Bryan and Reid tried to poke holes in Murkowski's arguments, saying that scientists have not deemed Yucca a suitable site. They said they EPA should have sole authority to set radiation standards for Yucca.

At one point during debate Reid even dismissed Murkowski's visual aid, a display photo of the Nevada Test Site, which Murkowski said was the dump site.

"The Nevada Test Site is not Yucca Mountain," Reid said.

Reid, who has argued that transporting nuclear waste to Nevada was dangerous to Americans nationwide, had a few visual aids of his own.

At one point he displayed a giant photo of a railroad accident in Oregon. Reid said senators and the American people should be worried about nuclear waste traveling by train across the United States on its way to Nevada.

'If this doesn't send chills down your spine, nothing would," Reid said. "Accidents happen on the railways all the time."

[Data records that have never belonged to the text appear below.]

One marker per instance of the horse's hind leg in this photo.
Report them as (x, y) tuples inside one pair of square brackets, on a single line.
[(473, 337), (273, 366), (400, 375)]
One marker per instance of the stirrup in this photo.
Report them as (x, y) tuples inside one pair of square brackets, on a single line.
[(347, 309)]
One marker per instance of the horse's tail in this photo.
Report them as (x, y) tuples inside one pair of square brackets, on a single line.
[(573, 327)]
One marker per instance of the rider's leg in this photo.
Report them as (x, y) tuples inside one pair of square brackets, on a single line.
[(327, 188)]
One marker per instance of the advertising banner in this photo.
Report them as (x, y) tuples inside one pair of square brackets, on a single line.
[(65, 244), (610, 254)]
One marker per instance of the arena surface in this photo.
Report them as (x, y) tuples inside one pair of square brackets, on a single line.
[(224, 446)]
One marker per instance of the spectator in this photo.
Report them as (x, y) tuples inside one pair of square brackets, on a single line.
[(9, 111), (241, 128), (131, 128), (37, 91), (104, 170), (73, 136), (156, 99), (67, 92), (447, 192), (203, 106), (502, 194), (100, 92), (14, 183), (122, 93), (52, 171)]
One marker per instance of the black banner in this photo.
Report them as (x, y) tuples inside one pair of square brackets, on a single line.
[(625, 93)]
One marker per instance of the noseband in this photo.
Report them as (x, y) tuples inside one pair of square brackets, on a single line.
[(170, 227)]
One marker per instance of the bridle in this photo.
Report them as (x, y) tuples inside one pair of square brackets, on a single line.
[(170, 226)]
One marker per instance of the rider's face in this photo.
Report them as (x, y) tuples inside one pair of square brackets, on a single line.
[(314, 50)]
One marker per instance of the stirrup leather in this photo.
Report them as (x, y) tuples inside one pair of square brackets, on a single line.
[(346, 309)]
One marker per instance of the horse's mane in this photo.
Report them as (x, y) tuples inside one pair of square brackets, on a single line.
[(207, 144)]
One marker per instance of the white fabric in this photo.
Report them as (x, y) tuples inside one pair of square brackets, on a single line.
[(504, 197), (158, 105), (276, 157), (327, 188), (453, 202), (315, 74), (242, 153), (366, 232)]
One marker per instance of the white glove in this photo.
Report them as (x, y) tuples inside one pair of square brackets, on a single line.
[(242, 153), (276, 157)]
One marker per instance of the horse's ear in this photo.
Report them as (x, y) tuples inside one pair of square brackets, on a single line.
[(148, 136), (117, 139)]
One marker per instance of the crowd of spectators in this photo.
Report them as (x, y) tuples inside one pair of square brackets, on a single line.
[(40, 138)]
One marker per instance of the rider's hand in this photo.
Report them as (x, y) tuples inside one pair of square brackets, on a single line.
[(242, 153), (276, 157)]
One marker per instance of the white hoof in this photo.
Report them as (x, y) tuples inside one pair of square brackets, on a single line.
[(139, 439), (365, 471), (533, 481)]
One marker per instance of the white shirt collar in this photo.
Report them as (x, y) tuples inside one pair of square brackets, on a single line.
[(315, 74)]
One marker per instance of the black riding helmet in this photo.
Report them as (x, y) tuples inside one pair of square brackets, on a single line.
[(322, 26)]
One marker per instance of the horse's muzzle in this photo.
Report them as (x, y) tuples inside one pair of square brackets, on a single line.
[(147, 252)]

Murkowski dismissed such arguments as "fear mongering."

Reid also answered a question often lofted by critics: what should be done with the waste, if not bury it forever in Nevada?

"There's an easy answer," Reid said. "You store it on site. The odds are very good that if you store it on site it will be safe."

Nuclear power plants won't do that because the "very powerful, greedy nuclear power industry" wanted to get rid of its waste, Reid said.

"They don't want any responsibility for the poison they created," Reid said.

Consistent with past debates, Nevada's senators were outnumbered in the debate today. Several other senators joined Murkowski.

"The president is making a very big mistake for the nation's future," said Sen. Pete Domenici, R-N.M.

Sen. Larry Craig, R-Idaho, who wants to ship nuclear waste in his state to Nevada, also delivered a message to the president, "You failed once again to do the right thing for your party and the country," Craig said. "Why create a problem when you can solve a problem with a single location, a permanent, deep geological repository that is environmentally safe and sound for all under the most stringent of laws?"

Both Bryan and Reid praised Clinton. "Every American, regardless of his or her politics, should be proud of the president's position," Bryan said.